Einen Monat hat er gebraucht, um den Regenwald zu durchqueren. Viele sind in dem von Kriminellen kontrollierten Dschungel gestorben, andere wurden krank. Ilson hat dort seinen Vater verloren. "Aber die gesamte Strecke in Südamerika ist sehr gefährlich", erklärt der Kongolese. Dennoch bewegen sich immer mehr Afrikaner auf diesem Weg nach Norden.

Die Grenzstadt ist Nadelöhr

Etwa 3.500 Menschen aus Ghana, Kongo, Kamerun und weiteren Staaten des Kontinents hängen derzeit in Tapachula fest. Die Stadt nahe der guatemaltekischen Grenze ist ein Nadelöhr: Hunderttausende Flüchtlinge und Migranten, mehrheitlich aus Mittelamerika, Kuba und Haiti, kommen dort an. Tendenz steigend. Die Zahl der Asylanträge sei seit 2013 von 1.900 auf 40.000 jährlich gestiegen, sagt die Leiterin des dortigen Büros der Flüchtlingsbehörde Comar, Alma Delia Cruz Márquez. Die Migrationsbehörde INM spricht von 460.000 Menschen, die im ersten Halbjahr 2019 ohne Einreisepapiere ins Land kamen - die meisten über Tapachula.

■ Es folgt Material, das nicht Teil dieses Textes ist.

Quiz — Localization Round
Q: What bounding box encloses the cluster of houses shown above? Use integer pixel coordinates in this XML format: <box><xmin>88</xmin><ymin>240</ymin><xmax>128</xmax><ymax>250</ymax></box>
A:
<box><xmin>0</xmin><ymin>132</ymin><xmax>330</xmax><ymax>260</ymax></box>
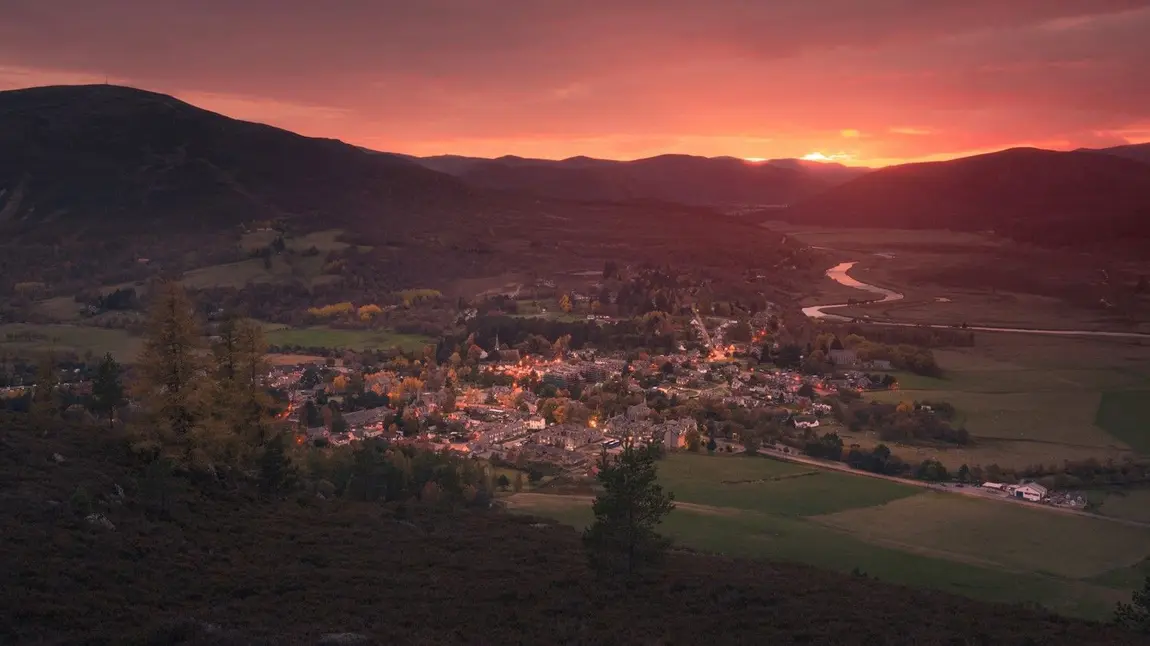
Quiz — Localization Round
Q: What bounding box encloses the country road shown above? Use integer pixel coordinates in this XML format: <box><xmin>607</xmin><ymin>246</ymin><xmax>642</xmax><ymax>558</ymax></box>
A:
<box><xmin>757</xmin><ymin>447</ymin><xmax>1150</xmax><ymax>529</ymax></box>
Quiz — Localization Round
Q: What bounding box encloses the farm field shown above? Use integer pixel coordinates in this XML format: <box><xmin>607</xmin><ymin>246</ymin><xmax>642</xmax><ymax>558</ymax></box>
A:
<box><xmin>0</xmin><ymin>324</ymin><xmax>142</xmax><ymax>360</ymax></box>
<box><xmin>811</xmin><ymin>492</ymin><xmax>1150</xmax><ymax>579</ymax></box>
<box><xmin>1088</xmin><ymin>489</ymin><xmax>1150</xmax><ymax>525</ymax></box>
<box><xmin>862</xmin><ymin>333</ymin><xmax>1150</xmax><ymax>469</ymax></box>
<box><xmin>265</xmin><ymin>326</ymin><xmax>432</xmax><ymax>352</ymax></box>
<box><xmin>508</xmin><ymin>453</ymin><xmax>1145</xmax><ymax>619</ymax></box>
<box><xmin>1095</xmin><ymin>390</ymin><xmax>1150</xmax><ymax>455</ymax></box>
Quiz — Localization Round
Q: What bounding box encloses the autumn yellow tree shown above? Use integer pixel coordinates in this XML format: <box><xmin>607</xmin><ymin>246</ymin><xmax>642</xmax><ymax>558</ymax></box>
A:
<box><xmin>135</xmin><ymin>282</ymin><xmax>208</xmax><ymax>443</ymax></box>
<box><xmin>559</xmin><ymin>294</ymin><xmax>573</xmax><ymax>313</ymax></box>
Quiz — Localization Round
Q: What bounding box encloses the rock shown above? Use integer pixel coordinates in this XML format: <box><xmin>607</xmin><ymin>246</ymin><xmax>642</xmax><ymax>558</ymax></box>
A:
<box><xmin>85</xmin><ymin>513</ymin><xmax>116</xmax><ymax>531</ymax></box>
<box><xmin>316</xmin><ymin>633</ymin><xmax>372</xmax><ymax>645</ymax></box>
<box><xmin>531</xmin><ymin>522</ymin><xmax>549</xmax><ymax>529</ymax></box>
<box><xmin>113</xmin><ymin>483</ymin><xmax>125</xmax><ymax>498</ymax></box>
<box><xmin>52</xmin><ymin>452</ymin><xmax>65</xmax><ymax>464</ymax></box>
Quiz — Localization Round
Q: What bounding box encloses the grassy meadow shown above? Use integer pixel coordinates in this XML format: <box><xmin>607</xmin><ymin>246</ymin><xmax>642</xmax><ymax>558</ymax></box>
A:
<box><xmin>509</xmin><ymin>452</ymin><xmax>1150</xmax><ymax>619</ymax></box>
<box><xmin>265</xmin><ymin>326</ymin><xmax>432</xmax><ymax>352</ymax></box>
<box><xmin>0</xmin><ymin>324</ymin><xmax>142</xmax><ymax>360</ymax></box>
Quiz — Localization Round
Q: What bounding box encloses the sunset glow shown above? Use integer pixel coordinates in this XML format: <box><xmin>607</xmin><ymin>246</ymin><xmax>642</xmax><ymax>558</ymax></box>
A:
<box><xmin>2</xmin><ymin>2</ymin><xmax>1149</xmax><ymax>166</ymax></box>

Doch seitdem der mexikanische Staatschef Andrés Manuel López Obrador sich dem Druck von US-Präsident Donald Trump beugte und einen Pakt zur Migrationsbekämpfung mit Washington vereinbarte, hat sich die Lage für die Schutzsuchenden verschlechtert. Trump hatte mit Strafzöllen gedroht, wenn Mexiko nicht dafür sorgt, dass weniger Migranten und Flüchtlinge an die US-Grenze gelangen. Nun patrouillieren an der mexikanischen Südgrenze 6.000 Nationalgardisten, um illegal Einwandernde aufzugreifen.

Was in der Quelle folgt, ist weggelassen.